Taking them in reverse order, each has much to commend it. The last is a self-evidently needed reform. Pension income is pension income: Why should the tax man treat it differently because of its source? What possible rationale can there be for the tax collector's treating private pensions differently from those of government retirees? Indeed, it is a wonder no taxpayer has challenged this manifest inequity in court, as it almost certainly wouldn't withstand judicial scrutiny.

Individual income taxpayers got socked hard by Mel Carnahan's $310 million increase back in 1993, his first year in office. Kelly's 10 percent credit would mean that an individual taxpayer who had computed his tax liability at $1,000 would then credit his account by $100 before sending the state $900. For private-sector retirees, this would be in addition to the above-mentioned tax cut.

Finally, the elimination of the sales tax on food. Missouri is today among only 19 states that tax sales of food. We shouldn't. House Republicans have pushed this for the last three years, and a bill to do it passed the House before dying in the Senate on the last day, when majority Democrats didn't see fit to take it up for floor consideration. Carnahan says he wants to do this, also, but seems to lack any plan worthy of the name.

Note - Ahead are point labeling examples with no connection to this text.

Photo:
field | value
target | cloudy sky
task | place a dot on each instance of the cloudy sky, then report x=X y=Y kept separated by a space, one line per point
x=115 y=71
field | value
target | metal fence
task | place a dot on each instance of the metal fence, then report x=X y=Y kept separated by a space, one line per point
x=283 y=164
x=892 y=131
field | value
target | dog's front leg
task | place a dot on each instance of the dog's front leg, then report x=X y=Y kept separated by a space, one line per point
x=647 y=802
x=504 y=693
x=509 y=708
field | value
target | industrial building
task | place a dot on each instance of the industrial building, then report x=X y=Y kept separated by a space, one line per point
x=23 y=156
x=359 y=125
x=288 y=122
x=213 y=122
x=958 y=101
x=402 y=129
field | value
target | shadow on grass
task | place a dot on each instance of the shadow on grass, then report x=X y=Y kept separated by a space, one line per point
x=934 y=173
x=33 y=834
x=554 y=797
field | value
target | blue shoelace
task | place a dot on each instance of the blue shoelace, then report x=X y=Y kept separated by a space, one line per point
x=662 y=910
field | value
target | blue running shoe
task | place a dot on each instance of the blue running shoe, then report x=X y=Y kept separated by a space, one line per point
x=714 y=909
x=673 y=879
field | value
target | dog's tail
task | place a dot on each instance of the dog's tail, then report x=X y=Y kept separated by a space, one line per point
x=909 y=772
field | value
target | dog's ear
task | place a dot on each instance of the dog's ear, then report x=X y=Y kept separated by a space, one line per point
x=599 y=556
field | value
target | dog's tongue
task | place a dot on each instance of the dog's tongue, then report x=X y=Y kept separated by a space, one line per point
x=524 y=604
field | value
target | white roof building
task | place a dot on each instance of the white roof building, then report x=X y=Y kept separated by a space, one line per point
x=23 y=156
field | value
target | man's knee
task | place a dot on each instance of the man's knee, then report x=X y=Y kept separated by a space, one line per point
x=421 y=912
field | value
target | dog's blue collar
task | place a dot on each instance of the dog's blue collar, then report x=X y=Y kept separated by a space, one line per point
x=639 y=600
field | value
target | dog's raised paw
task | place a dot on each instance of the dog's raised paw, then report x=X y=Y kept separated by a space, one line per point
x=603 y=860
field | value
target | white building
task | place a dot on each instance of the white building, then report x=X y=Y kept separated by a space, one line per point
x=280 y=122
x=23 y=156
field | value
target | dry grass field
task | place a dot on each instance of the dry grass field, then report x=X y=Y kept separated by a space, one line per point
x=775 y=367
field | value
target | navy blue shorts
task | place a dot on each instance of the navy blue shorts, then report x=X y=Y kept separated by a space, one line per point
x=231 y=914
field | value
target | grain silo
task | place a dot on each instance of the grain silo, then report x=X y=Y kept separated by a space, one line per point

Not so with Kelly. She has a detailed, three-part plan she would match with a two-year spending freeze and implementation of recommendations for better management she has spent the last 12 years making as auditor. State spending has exploded under Carnahan, rising at nearly $1 billion each year. Hardworking, overtaxed Missourians, socked repeatedly by Carnahan and majority Democrats who have controlled the General Assembly for more than 40 years, are likely to look at the Kelly plan and ask themselves, "What's not to like?"